Ministerial students also had to give a public lecture based on their topic. I talked about women’s lives in the 1880’s and how difficult it was just to get dinner on the table and the weekly washing done. Housework was a full time job for most women.
The women who worked outside the home were always poor and usually not considered respectable; they were slaves, prostitutes, or servants. There were a few school teachers and some small business owners who had been lucky enough to inherit from fathers and husbands.

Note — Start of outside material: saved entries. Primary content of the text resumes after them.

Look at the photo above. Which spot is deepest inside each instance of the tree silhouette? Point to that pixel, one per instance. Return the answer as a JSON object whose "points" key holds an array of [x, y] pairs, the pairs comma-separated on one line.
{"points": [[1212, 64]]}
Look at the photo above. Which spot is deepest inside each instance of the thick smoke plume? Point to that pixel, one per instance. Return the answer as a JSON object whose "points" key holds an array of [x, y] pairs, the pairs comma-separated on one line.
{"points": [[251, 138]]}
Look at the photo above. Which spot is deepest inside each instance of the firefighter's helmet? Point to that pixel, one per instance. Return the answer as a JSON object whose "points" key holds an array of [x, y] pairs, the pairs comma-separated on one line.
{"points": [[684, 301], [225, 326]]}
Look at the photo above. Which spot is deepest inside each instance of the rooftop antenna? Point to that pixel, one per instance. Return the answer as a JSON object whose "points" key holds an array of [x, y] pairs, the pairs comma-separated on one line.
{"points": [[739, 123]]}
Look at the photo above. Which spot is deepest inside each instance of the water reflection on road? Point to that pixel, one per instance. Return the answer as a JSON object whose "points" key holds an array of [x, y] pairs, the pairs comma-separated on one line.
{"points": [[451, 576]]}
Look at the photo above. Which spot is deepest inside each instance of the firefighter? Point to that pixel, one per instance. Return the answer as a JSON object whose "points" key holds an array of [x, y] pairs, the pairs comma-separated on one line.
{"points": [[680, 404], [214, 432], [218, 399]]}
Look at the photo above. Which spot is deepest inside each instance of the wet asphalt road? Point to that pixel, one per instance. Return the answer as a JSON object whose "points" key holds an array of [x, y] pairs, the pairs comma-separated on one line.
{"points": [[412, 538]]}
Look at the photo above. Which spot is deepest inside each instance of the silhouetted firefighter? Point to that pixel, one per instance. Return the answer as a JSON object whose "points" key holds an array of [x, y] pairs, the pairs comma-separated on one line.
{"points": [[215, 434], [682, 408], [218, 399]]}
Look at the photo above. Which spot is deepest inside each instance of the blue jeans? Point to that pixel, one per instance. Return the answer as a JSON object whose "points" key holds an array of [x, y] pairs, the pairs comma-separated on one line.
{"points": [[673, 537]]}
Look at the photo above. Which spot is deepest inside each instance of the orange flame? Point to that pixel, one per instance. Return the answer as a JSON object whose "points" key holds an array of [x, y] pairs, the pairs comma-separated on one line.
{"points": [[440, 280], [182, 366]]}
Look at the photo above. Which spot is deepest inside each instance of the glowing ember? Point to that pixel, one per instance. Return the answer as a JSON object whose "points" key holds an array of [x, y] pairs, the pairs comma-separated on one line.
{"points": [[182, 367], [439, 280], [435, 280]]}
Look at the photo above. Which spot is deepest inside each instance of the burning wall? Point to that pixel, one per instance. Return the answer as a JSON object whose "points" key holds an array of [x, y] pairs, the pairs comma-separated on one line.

New Thought teachers were an anomaly. These pioneers, were respectable, educated women who included some well-known figures such as Emma Curtis Hopkins, and many others whose names we no longer remember. They usually chose to live independent and quite solitary lives as practitioners and teachers of New Thought.
Those early teachers were often widowed or divorced and they struck out on their own, riding trains from town to town and staying in boarding houses while they taught in one town and then another. Some of them, like Hopkins, started schools that were fairly big establishments but most were doing small works in small towns, spreading the word, one small group at a time.
The New Thought teaching was something that was open to them as a way to earn a living and they took advantage of that fact. It was a healing teaching and that probably seemed natural to some. Women were accustomed to healing and teaching work. Perhaps it felt as though they were simply expanding their boundaries as time and women marched onward.
Many of the travelling practitioners and teachers were widowed or divorced women. Additionally, women were accustomed to healing and teaching work and they simply expanded their techniques and boundaries as time and women marched forward.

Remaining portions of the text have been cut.